Zur Überprüfung der Resale DSL-Entgelte der DT AG hatte die Bundesnetzagentur
Anfang April ein Verfahren der nachträglichen Entgeltkontrolle
eingeleitet. Ihr waren Tatsachen bekannt geworden, die die Annahme
gerechtfertigt hatten, dass diese Resale DSL-Entgeltkonditionen missbräuchlich
waren. Es bestand insbesondere der Verdacht, dass die von der DT AG gewährte
Marge in Höhe von 11,5 Prozent nicht ausreichend war, um die zusätzlichen
Kosten eines Resellers abzudecken.
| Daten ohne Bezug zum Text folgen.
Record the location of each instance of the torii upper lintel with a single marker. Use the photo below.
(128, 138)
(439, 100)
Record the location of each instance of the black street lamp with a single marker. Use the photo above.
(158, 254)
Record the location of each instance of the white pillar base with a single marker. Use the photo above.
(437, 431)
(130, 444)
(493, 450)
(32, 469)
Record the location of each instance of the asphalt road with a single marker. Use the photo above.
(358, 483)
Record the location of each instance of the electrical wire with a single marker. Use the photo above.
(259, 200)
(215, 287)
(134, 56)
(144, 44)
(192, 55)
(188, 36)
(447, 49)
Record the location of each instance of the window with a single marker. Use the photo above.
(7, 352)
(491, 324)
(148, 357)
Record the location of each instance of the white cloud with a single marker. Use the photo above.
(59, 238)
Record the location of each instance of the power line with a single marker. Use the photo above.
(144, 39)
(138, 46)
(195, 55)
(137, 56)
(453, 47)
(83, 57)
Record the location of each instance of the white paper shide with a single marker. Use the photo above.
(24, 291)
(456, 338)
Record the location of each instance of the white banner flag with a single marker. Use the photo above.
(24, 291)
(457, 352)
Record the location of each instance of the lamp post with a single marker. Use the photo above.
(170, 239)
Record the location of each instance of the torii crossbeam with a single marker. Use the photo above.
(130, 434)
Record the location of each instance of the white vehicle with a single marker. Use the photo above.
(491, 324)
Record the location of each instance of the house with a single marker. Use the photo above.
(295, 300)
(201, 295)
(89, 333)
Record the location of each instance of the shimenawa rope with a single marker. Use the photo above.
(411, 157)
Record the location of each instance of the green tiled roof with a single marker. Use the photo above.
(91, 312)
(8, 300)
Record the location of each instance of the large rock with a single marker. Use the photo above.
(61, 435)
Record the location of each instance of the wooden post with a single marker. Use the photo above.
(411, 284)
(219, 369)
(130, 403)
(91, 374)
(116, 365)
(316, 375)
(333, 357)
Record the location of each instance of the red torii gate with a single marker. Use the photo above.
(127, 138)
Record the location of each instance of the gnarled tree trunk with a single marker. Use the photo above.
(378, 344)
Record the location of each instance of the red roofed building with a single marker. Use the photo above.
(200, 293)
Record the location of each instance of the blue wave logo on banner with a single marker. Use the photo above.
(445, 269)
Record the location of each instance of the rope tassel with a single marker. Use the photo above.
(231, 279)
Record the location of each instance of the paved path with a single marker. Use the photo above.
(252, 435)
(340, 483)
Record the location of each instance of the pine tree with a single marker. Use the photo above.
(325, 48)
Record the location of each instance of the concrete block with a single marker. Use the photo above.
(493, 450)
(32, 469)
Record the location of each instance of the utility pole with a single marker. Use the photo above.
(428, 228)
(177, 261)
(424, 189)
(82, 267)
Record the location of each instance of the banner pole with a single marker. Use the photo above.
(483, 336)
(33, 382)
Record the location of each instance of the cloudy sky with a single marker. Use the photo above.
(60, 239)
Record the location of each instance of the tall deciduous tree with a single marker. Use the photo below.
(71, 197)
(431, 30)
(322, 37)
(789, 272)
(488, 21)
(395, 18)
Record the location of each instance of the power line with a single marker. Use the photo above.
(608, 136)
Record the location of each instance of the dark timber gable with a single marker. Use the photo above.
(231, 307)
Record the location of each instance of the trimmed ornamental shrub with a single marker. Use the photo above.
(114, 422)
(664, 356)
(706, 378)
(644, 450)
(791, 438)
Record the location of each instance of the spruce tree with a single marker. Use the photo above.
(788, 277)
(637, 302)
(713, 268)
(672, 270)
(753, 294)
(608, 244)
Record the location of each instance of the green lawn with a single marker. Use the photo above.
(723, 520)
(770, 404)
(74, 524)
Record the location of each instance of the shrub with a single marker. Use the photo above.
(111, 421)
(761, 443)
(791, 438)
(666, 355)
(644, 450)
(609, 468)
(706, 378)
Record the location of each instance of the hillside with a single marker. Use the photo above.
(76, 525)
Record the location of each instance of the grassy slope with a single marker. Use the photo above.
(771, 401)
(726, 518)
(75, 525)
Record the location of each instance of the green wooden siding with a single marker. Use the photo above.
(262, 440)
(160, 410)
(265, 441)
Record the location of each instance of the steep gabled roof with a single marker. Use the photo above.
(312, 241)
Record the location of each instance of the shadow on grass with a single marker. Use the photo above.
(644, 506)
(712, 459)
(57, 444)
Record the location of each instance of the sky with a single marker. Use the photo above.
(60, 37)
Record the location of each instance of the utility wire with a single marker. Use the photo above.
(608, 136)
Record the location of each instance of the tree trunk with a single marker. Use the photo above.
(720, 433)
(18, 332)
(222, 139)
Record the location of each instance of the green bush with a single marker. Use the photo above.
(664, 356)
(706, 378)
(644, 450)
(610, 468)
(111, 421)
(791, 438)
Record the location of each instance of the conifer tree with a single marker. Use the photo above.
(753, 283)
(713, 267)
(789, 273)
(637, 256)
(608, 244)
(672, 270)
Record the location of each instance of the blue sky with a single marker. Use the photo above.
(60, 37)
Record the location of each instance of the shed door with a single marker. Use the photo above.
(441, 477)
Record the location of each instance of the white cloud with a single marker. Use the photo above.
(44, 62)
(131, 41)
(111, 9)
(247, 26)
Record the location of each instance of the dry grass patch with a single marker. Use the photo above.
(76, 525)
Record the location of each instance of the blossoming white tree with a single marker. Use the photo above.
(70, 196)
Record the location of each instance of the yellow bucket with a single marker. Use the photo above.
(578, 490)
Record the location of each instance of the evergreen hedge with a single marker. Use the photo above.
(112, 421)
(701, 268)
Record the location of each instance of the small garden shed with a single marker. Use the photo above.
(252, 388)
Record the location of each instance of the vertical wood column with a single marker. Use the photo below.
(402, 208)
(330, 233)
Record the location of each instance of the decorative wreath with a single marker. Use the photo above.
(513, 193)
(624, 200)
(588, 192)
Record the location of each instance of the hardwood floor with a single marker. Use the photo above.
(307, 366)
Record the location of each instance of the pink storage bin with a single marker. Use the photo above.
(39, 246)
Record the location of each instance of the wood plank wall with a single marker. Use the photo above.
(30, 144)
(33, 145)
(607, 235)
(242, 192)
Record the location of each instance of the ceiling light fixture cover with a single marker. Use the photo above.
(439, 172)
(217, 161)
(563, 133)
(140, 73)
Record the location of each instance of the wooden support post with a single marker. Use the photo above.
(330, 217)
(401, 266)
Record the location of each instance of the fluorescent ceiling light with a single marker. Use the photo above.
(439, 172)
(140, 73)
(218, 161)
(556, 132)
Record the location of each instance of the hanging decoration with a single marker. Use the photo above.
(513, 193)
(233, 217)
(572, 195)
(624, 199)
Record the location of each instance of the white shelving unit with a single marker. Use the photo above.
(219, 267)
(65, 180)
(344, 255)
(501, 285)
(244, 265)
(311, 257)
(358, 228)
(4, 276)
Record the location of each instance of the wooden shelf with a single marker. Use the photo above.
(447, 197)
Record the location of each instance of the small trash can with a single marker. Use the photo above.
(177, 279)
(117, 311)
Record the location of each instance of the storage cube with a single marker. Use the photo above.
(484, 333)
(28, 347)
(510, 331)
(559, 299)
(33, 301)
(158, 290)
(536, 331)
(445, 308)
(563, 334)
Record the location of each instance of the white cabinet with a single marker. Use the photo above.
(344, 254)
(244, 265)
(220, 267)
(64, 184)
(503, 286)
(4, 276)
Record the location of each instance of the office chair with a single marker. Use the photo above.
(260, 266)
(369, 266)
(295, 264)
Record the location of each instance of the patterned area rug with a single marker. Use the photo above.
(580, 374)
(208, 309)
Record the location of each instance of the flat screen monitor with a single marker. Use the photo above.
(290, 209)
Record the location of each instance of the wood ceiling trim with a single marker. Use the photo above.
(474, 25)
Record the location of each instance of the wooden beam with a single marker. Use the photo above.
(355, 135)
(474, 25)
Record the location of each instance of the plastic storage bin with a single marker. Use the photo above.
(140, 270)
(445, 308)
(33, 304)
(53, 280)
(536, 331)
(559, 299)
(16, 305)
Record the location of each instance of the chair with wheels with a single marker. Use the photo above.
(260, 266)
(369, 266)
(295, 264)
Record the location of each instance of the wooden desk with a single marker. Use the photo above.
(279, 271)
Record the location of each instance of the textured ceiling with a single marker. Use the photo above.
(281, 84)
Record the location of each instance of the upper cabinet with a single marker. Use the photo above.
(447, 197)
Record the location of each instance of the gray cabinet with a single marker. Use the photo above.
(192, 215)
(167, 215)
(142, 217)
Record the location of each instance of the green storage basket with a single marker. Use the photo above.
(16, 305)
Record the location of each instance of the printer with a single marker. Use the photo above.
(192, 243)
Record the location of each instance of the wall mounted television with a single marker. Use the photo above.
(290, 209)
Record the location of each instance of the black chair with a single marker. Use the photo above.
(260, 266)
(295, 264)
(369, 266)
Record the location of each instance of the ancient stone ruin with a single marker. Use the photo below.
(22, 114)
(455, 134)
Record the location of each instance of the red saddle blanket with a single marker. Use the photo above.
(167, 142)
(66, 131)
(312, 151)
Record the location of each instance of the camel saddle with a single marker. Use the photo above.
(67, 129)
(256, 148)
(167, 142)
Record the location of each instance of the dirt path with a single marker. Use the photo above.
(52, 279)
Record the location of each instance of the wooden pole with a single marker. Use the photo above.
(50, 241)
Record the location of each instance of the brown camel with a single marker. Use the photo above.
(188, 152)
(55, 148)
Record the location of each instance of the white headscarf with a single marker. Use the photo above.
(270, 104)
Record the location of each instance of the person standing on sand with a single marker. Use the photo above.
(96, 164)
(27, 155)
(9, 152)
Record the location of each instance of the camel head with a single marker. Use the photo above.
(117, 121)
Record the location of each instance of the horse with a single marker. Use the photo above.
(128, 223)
Im Rahmen des Verfahrens hatten Reseller
deutlich höhere Abschläge auf die DSL-Endkundenpreis der DT AG
gefordert. Dagegen hatten diejenigen Wettbewerber, die DSL-Anschlüsse auf der
Basis eigener oder von der DT AG angemieteter Teilnehmeranschlussleitungen
anbieten, im Verfahren betont, dass ihr Geschäftsmodell und die diesem
zugrunde liegenden Infrastrukturinvestitionen nicht durch zu hohe Abschläge
für DSL-Reseller beeinträchtigt werden dürften.